«Признаться, мне очень трудно было работать, — рассказывает дальше Гинцбург; — опасение произвести шум заставляло меня сидеть на одном месте и не шевелиться, а между тем, для работы над круглой статуэткой необходимо двигаться и наблюдать натуру со всех сторон. Мне казалось, что наше присутствие стесняло Льва Николаевича».
Гинцбург не ошибался: разумеется, присутствие посторонних мешало Толстому писать. Гинцбург, как вьюн, вертелся вокруг своей статуэтки, прыгал, приседал, пятился, щурясь, точно прицеливался к Толстому. Он буквально не мог ни одной минуты сидеть на месте.
Гинцбург скоро сделался своим человеком и часто приезжал в Ясную Поляну, обычно вместе со своим другом, заведующим Художественным отделом Петербургской Публичной библиотеки, литературным критиком Владимиром Васильевичем Стасовым. — Трудно себе представить что–либо более противоположное по внешности, чем эти два друга. Гинцбург — маленький, смуглый, с горящими черными глазами, крошечными ручками, тоненьким голосом, скромный, лысый человечек, и Стасов — человек громадного роста, богатырского сложения, с длинной бородой и густой шевелюрой, сразу все заполняющий своим громогласней и восторженностью. Слова «маститый», «Лев Великий» не сходили с его уст, причем он говорил не просто, а громко вещал, изрекал, занимая внимание всех.

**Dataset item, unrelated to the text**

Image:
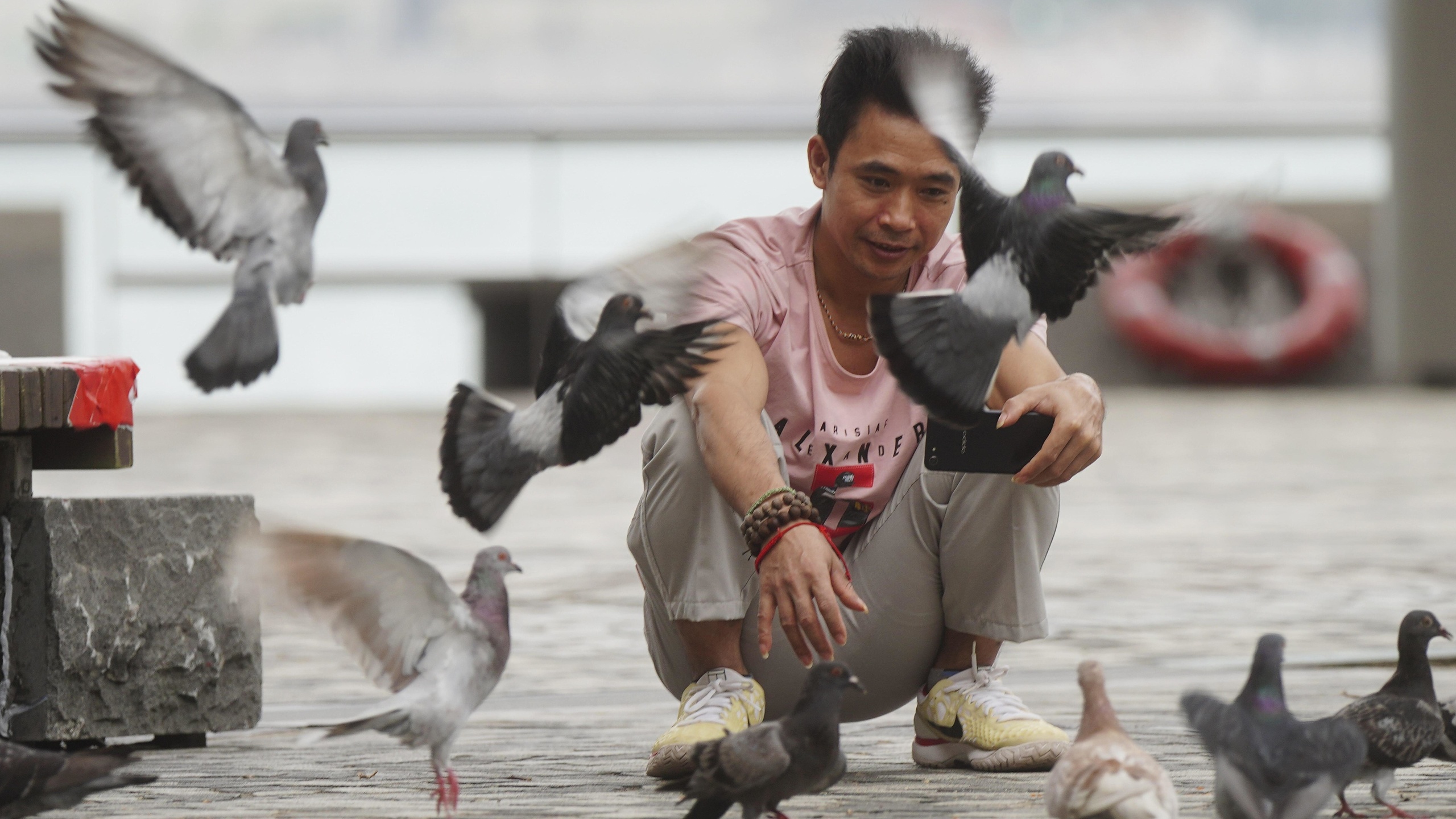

Бывали, однако, времена, когда и маленький, скромный Гинцбург овладевал вниманием всех, даже детей. Молча, не произнося ни слова, он изображал портного за работой. Делал вид, что вынимает материю, отмечает мелком, кроил, тачал, наметывал, отсиживал ногу, скакал по комнате, чтобы нога проснулась и, кончив работу, с легкостью вскакивал с ногами на стул и затягивал песенку. Все покатывались со смеху и кричали: «Еще, еще! Изобразите даму!» И он опять изображал даму.
Из всех трех бюстов, находящихся и по сию пору в Ясной Поляне, Толстой считал, что самый лучший — работы Н. Н. Ге, но некоторые знатоки признавали первенство за Гинцбургом. Репинский бюст также вышел очень удачным, но эта работа померкла по сравнению с его картиной «Толстой в его рабочем кабинете».
Уже в июле в Ясной Поляне пошли разговоры о голоде. А 9 сентября 1891 года Софья Андреевна пишет мужу из Москвы:
«Дунаев и Наташа[96]
рассказывали о голодающих и опять мне все сердце перевернуло, и хочется забыть и закрыть на это глаза, а невозможно; и помочь нельзя, слишком много надо. А как в Москве это ничего не видно! Все то же, та же роскошь, те же рысаки и магазины и все всё покупают и устраивают, как и я, пошло и чисто свои уголки, откуда будем смотреть в ту даль, где мрут с голода. Кабы не дети, ушла бы я нынешний год на службу голода, и сколько бы ни прокормила, и чем бы ни добыла, а все лучше, чем так смотреть, мучиться и не мочь ничего сделать».8Так писала Софья Андреевна, не думая о том, что и муж ее и она в последующие месяцы уйдут с головой в помощь этим умирающим с голода людям, и что именно на этой–то совместной работе они снова, хоть на время, найдут друг друга.
ГЛАВА XLV. ГОЛОД
Толстому всегда претила благотворительность — самооправдание, самоутешение людей праздных, богатых, бросающих крохи голодным, несчастным. В молодости он чуть не подрался на дуэли с Тургеневым из–за спора о благотворительности.
«Дети иногда дают бедным хлеб, — писал он в дневнике в конце июня 1891 года, — сахар, деньги и сами довольны собой, умиляются на себя, думая, что они делают нечто доброе. Дети не знают и не могут знать, откуда хлеб, деньги. Но большим надо бы знать это и понимать то, что не может быть ничего доброго в том, чтобы отнять у одного и дать другому. Но многие большие не понимают этого».
«…Добрых дел нельзя делать вдруг по случаю голода, а что если кто делает добро, тот делал его и вчера, и третьего дня, и будет делать его и завтра, и послезавтра, и во время голода, и не во время голода».
Так писал Толстой Лескову в ответ на его письмо, когда Лесков обратился к Толстому с вопросом об угрозе голода в Самарской, Рязанской и Тульской губерниях.
Уже среди лета 1891 года стало совершенно очевидно, что пшеница и рожь выгорели и неурожай грозил страшным бедствием.